Erkelenz: Platt kommt von Herzen

Erkelenz : Platt kommt von Herzen

Der Lövenicher Theo Schläger möchte den heimischen Dialekt wiederbeleben. Dafür arbeitet er zurzeit an einer CD. "Platt ist meine Muttersprache – nicht Deutsch", sagt der pensionierte Grundschulrektor, dem es um die Praxis geht.

Der Lövenicher Theo Schläger möchte den heimischen Dialekt wiederbeleben. Dafür arbeitet er zurzeit an einer CD. "Platt ist meine Muttersprache — nicht Deutsch", sagt der pensionierte Grundschulrektor, dem es um die Praxis geht.

Vor einigen Jahren schrieb Theo Schläger für die Silvesterausgabe der Rheinischen Post ein Gedicht in Erkelenzer Platt.

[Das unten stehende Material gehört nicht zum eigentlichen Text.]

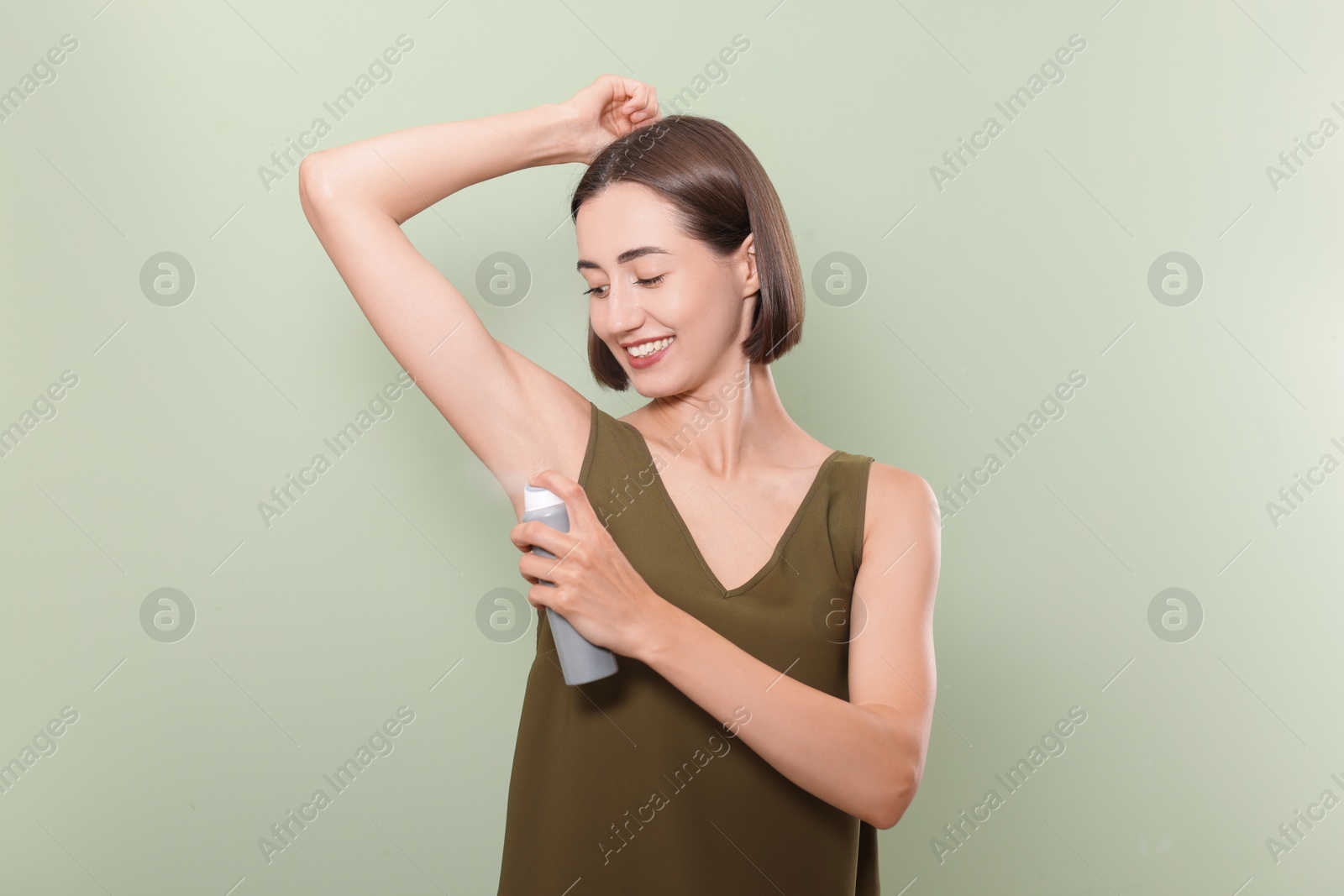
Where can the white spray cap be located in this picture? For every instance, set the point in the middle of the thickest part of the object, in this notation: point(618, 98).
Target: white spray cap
point(537, 497)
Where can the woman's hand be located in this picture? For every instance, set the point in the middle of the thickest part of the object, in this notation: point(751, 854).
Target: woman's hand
point(596, 587)
point(609, 107)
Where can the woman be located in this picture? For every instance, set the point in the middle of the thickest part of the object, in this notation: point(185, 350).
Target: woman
point(765, 719)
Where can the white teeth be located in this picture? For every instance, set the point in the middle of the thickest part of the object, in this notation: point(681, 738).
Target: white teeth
point(648, 348)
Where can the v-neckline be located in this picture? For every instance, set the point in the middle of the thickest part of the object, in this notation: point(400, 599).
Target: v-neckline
point(685, 531)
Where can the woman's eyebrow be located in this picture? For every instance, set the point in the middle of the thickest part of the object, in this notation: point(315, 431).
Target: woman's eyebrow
point(628, 255)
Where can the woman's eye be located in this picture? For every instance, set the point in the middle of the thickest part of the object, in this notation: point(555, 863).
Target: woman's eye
point(651, 281)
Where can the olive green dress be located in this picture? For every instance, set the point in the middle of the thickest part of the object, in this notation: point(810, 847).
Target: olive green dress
point(625, 786)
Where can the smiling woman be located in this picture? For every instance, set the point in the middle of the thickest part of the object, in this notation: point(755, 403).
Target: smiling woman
point(729, 574)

Abends, bei der Party im Freundeskreis, meinten dann einige, dass sie das Poem beim Lesen nicht verstanden hätten. "Daraufhin habe ich es ihnen laut vorgelesen, und da haben es auf einmal alle kapiert", sagt der Leiter des Arbeitskreises Mundart vom Heimatverein der Erkelenzer Lande schmunzelnd.

Eine Anekdote, die Wasser auf den Mühlen des pensionierten Grundschul-Rektors ist. "Beim Platt geht es eben um die gesprochene Sprache, nicht um die geschriebene", betont der Lövenicher — und schiebt nach: "Ich bin kein Mundart-Forscher, sondern ein Mundart-Sprecher."

Anwenden, nicht forschen

In der Computersprache würde man also sagen, Theo Schläger ist ein User, ein Anwender, aber eben kein Analyst des Plattdeutschen. "Die Geschichte der Mundart, generell deren wissenschaftliche Erforschung, ist nicht mein Thema", unterstreicht Schläger — und bringt dafür einen treffenden Vergleich: "Um vernünftig Auto fahren zu können, muss man nicht die Geschichte des Automobils kennen."

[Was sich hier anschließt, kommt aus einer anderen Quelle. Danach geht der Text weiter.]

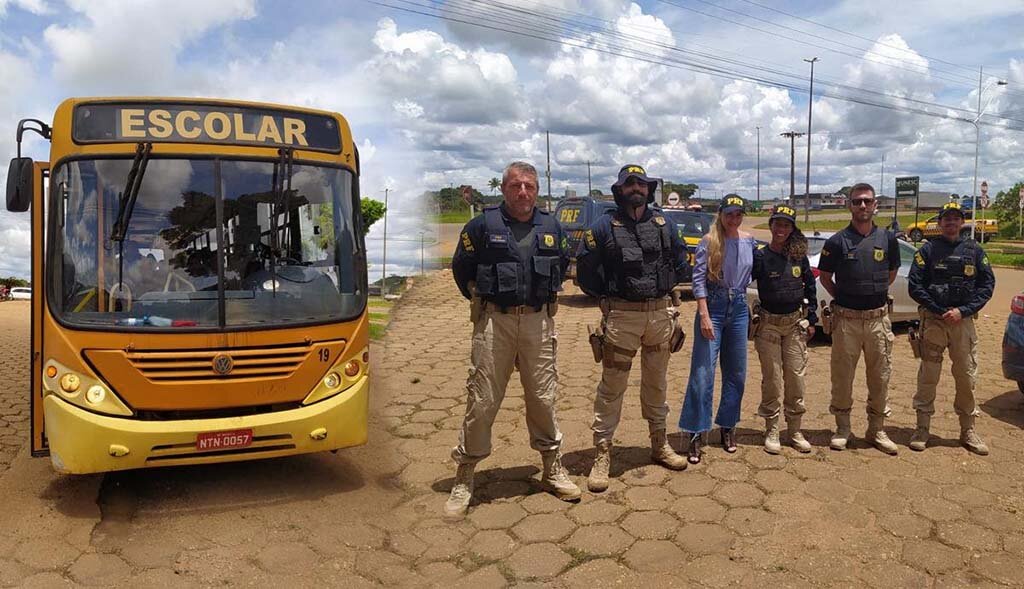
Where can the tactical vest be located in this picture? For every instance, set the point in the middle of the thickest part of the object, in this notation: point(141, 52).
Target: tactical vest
point(864, 269)
point(953, 277)
point(501, 271)
point(641, 264)
point(781, 283)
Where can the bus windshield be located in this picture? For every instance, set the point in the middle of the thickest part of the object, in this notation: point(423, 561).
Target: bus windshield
point(210, 244)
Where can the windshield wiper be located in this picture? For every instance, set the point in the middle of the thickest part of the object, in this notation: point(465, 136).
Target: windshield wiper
point(126, 203)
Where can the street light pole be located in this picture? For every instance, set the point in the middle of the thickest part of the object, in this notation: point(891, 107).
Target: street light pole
point(810, 103)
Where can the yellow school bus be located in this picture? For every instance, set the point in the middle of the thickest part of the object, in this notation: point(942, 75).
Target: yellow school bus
point(200, 283)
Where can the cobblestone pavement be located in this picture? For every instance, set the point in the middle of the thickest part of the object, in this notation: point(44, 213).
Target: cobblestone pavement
point(372, 515)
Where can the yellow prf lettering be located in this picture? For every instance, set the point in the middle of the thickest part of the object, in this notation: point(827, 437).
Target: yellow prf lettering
point(240, 131)
point(295, 130)
point(268, 130)
point(179, 124)
point(132, 121)
point(225, 126)
point(160, 122)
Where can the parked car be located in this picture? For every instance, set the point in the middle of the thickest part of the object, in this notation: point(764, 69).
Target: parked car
point(904, 307)
point(1013, 343)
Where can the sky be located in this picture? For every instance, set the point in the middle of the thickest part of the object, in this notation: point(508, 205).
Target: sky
point(435, 102)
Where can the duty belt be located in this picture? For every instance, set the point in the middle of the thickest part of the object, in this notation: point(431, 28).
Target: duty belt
point(652, 304)
point(786, 319)
point(514, 309)
point(854, 313)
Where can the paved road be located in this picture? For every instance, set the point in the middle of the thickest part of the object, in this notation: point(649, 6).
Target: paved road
point(370, 515)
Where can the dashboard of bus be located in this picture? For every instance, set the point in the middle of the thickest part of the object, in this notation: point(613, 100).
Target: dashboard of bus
point(207, 244)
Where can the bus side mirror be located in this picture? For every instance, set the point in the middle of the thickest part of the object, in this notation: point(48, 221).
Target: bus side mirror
point(19, 177)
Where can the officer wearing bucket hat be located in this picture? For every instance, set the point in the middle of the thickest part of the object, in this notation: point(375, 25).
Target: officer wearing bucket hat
point(632, 259)
point(786, 293)
point(951, 280)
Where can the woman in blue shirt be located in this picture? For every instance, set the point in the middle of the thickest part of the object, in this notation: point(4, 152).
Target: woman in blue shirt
point(722, 271)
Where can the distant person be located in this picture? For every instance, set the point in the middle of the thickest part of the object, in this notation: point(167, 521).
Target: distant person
point(510, 261)
point(951, 280)
point(857, 264)
point(724, 260)
point(787, 293)
point(631, 258)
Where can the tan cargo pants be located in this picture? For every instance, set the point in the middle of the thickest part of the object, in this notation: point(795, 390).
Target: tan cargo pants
point(501, 342)
point(781, 346)
point(962, 341)
point(625, 333)
point(853, 332)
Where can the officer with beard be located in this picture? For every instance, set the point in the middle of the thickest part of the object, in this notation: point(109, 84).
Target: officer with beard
point(630, 259)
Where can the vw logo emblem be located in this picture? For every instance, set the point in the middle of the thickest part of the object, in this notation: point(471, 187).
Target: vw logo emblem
point(222, 364)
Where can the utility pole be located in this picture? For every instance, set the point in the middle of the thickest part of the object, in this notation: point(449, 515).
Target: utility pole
point(759, 163)
point(384, 255)
point(548, 140)
point(793, 170)
point(810, 103)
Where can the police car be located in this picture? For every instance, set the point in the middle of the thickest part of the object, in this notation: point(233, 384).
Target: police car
point(904, 307)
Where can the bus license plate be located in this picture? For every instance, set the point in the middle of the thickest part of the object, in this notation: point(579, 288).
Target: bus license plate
point(224, 439)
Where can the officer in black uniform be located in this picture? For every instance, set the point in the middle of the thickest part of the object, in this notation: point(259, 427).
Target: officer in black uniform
point(510, 262)
point(633, 259)
point(786, 294)
point(863, 259)
point(952, 281)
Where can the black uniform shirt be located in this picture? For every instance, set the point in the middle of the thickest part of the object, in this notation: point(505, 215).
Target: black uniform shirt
point(832, 258)
point(921, 277)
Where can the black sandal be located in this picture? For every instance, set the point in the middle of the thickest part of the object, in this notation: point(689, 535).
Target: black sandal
point(728, 439)
point(693, 454)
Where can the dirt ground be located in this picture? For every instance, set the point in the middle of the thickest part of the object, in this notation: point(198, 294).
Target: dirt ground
point(371, 515)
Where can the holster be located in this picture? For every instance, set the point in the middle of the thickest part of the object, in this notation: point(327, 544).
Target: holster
point(597, 342)
point(678, 335)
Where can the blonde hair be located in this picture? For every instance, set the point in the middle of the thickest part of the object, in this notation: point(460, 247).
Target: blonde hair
point(716, 249)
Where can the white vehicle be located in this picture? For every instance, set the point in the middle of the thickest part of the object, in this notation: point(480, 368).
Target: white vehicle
point(904, 307)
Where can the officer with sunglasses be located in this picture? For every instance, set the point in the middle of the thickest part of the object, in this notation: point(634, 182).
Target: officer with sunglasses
point(857, 264)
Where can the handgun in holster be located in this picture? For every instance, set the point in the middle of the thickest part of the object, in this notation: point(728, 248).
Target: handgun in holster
point(754, 325)
point(826, 318)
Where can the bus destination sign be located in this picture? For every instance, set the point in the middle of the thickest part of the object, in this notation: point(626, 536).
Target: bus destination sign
point(205, 124)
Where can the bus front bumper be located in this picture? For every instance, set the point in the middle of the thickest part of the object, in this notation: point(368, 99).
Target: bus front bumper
point(81, 442)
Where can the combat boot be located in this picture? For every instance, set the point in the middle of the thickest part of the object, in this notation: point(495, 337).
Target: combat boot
point(556, 479)
point(598, 479)
point(842, 435)
point(772, 445)
point(662, 452)
point(877, 435)
point(462, 492)
point(970, 437)
point(797, 438)
point(919, 440)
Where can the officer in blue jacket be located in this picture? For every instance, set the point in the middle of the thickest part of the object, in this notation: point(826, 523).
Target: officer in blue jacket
point(951, 280)
point(510, 262)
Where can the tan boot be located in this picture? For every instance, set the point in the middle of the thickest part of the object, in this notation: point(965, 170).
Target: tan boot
point(919, 440)
point(797, 438)
point(842, 435)
point(877, 435)
point(462, 492)
point(598, 479)
point(970, 437)
point(662, 452)
point(772, 445)
point(556, 479)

Und "Auto fahren" tut er leidenschaftlich gerne. "Nicht Hochdeutsch, Platt ist meine Muttersprache. Deutsch war für mich in der Schule die erste Fremdsprache. Ich denke und fühle in Platt. Diese Sprache steht für mich für Ehrlichkeit und Direktheit. Sie kommt von Herzen, bringt Dinge auf den Punkt — und ist sicherlich keine Diplomatensprache."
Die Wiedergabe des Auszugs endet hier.